In recent years, various product developers have pushed the envelope of so-called “transformational” and “convergence” products.
What are these innovative designs? What do they have in common? And what does that commonality say about the future direction of the financial product world?
Transformational products: The industry has not yet settled on a catchall phrase to describe the increasing variety of innovative products, but “transformational products” is as good a phrase as any.
“Continuum products” would work as well.
Both terms refer to the increasing number of insurance products, both fixed and variable, that seek to address multiple insurance needs that are becoming increasingly significant as the baby boomer generation ages.
Example: Annuity contracts are available that either truly or virtually morph into either life insurance (by emphasizing the annuitys death benefit features) or that provide a special provision to address an extraordinary event (such as nursing home confinement)
An increasing number of variable annuities, for instance, feature enhanced death benefits, disability and terminal illness benefits, and companion term insurance contracts. A growing number of annuities and life policies also have begun featuring long-term care benefits.
The emergence of these products or design features, of course, has its roots in our changing demographics.

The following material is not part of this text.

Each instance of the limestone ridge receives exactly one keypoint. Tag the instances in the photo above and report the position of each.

The baby boomers are aging, and, as they age, their concerns are focusing on the conflicting worries of outliving retirement savings or not leaving a legacy for heirs. Those worries are magnified by the rising costs of health care and the threats of disability or LTC needs. Hence, they are increasingly focused on maximum flexibility in payout from their financial products.
Convergence products: To date, there seem to be fewer convergence products than transformational products. But they do exist.
Such products combine elements from the banking, investing and insurance industries in a single product. An example of a convergence product would be an FDIC-insured Certificate of Deposit with its rate of return pegged to a market index.
The Gramm-Leach-Bliley Act has made these products possible. “Convergence” was originally used to describe the heretofore prohibited affiliation of banking, insurance and investment entities. Post-GLB, an insurer can own a bank, an asset manager and sponsor insurance products and mutual funds and become not just a “supermarket” but also the commissary of banking, investment and insurance products.
Although convergence products have not yet proliferated, many analysts see signs of their coming. One of the main signs is the insurance industrys renaming of its distribution networks, with the keyword “Financial” appearing with greater frequency.